Performance Reviews & Creating Benchmarks
The Hospital administrator or the Revenue Cycle Manager or a Practice manager asks, “I don’t think we are getting the performance we should.
We have added two people to this function but it is still static.” HSMN has observed that instincts can carry only so far but with the implementation of a new set of goals and objectives there must also be a new set of benchmarks or performance standards that are able to distinguish between individual performance and group performance.
When the benchmarks or performance standards are set, each person in the organization by function has to be able to feel how much of a difference they make each day and be able to match that with the data outcomes. Individuals in an organization sense when they are effective. They will always say, “I am working hard but they will admit things can be better”.
HSMN for over 25 years have been able to understand each organization from the folks who inhabit it and from the data. Benchmarks can only be successful with input from the staff on the front lines. Staff knows they can meet a higher challenge but they have to be included.
Restructuring the Organization
In the teaching setting teaching trumps Patient care.
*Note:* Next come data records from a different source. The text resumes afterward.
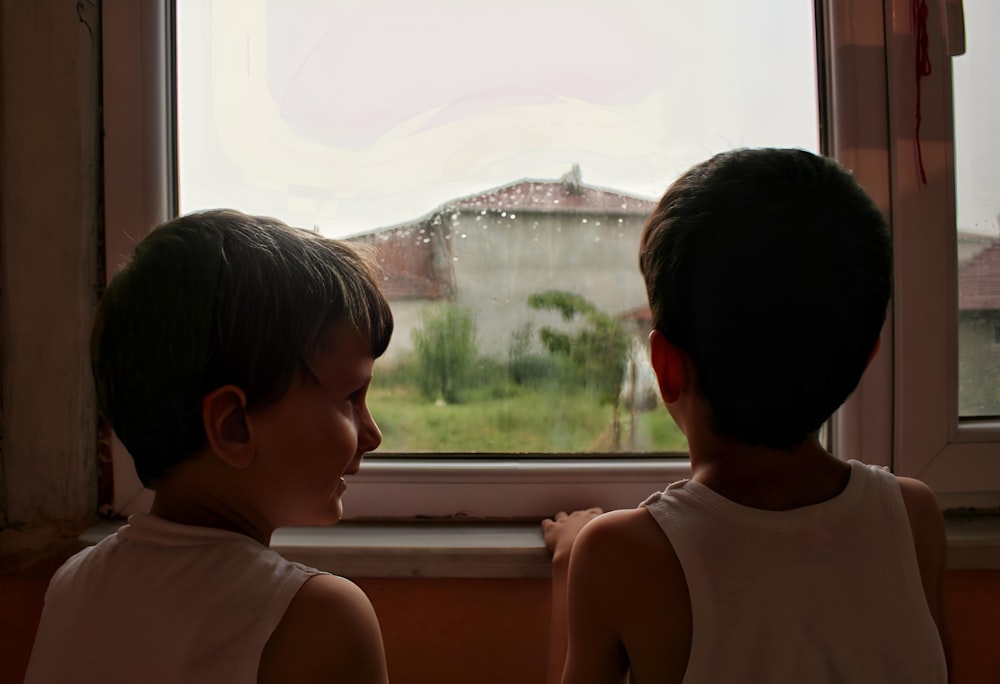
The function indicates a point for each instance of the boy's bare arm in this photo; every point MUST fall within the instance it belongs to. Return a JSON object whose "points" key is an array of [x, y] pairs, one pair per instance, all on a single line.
{"points": [[329, 634], [927, 527], [628, 604], [560, 534]]}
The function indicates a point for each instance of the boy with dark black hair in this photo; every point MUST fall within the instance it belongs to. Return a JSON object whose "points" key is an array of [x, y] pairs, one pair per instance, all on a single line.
{"points": [[231, 356], [768, 274]]}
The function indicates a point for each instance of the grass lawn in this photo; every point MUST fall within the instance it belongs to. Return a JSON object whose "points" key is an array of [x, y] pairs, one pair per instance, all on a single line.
{"points": [[511, 418]]}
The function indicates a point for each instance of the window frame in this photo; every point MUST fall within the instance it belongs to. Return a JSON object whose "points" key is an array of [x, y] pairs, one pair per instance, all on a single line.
{"points": [[868, 100]]}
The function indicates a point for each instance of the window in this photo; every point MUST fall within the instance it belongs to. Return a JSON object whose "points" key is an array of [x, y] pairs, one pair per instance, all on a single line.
{"points": [[502, 159], [858, 105]]}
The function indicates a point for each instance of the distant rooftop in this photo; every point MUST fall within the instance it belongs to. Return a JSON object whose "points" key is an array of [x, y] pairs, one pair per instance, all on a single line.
{"points": [[979, 276], [568, 194]]}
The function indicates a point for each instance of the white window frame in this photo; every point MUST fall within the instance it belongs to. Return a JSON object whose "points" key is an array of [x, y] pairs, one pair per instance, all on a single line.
{"points": [[904, 414]]}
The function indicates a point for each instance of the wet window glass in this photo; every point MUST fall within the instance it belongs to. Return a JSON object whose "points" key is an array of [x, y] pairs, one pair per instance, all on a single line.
{"points": [[501, 159]]}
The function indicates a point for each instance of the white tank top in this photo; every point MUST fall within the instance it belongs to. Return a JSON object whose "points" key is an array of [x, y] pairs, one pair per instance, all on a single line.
{"points": [[824, 593], [163, 602]]}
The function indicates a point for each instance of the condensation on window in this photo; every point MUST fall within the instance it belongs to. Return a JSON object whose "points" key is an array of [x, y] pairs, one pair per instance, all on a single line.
{"points": [[977, 188], [501, 159]]}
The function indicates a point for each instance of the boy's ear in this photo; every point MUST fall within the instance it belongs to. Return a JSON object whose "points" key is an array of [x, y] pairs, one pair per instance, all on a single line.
{"points": [[871, 357], [223, 413], [670, 364]]}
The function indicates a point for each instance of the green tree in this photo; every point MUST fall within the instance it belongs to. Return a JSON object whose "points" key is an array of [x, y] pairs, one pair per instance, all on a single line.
{"points": [[598, 349], [445, 345]]}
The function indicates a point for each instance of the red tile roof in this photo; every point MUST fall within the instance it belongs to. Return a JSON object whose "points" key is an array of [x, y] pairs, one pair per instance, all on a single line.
{"points": [[979, 280], [567, 195]]}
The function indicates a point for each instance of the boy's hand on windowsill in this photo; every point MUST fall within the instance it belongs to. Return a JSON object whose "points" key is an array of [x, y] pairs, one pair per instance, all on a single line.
{"points": [[560, 532]]}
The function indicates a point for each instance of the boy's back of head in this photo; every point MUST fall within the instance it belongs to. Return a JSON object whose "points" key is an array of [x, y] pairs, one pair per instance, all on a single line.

Patient care doesn’t suffer it is enhanced because those who are learning, must have a complete understanding of all of the facets, morbidities and co morbidities that are at the heart of the patient’s illness. In order to do that, patients are studied not only for themselves but for the richness of the medical experience gained by the House Officers and fellows. Typically, cases are presented on grand rounds or routine rounds in which the main Care Giver analyzes the history, looks at the data from studies and pieces together a picture of the patient’s current state, this picture is then used to formulate a treatment plan.
At each step the other “learning members’ of the team deconstructing what they have been told in order to see if the case and the picture really hold up. Was something left out, or overlooked.
Was there a question not asked of the patient? So deconstruction is tool that is used intuitively by physicians in training and it also a useful tool in working with Attending physicians who have not quite caught on to the elements of the E&M scenario and the accompanying clinical documentation requirements. Physicians understand deconstruction and HSMN has pioneered this technique in working with physicians on clinical documentation. It will be one of the tools we will use as we work with physicians, faculty and others to prepare them for the ICD-10 environment.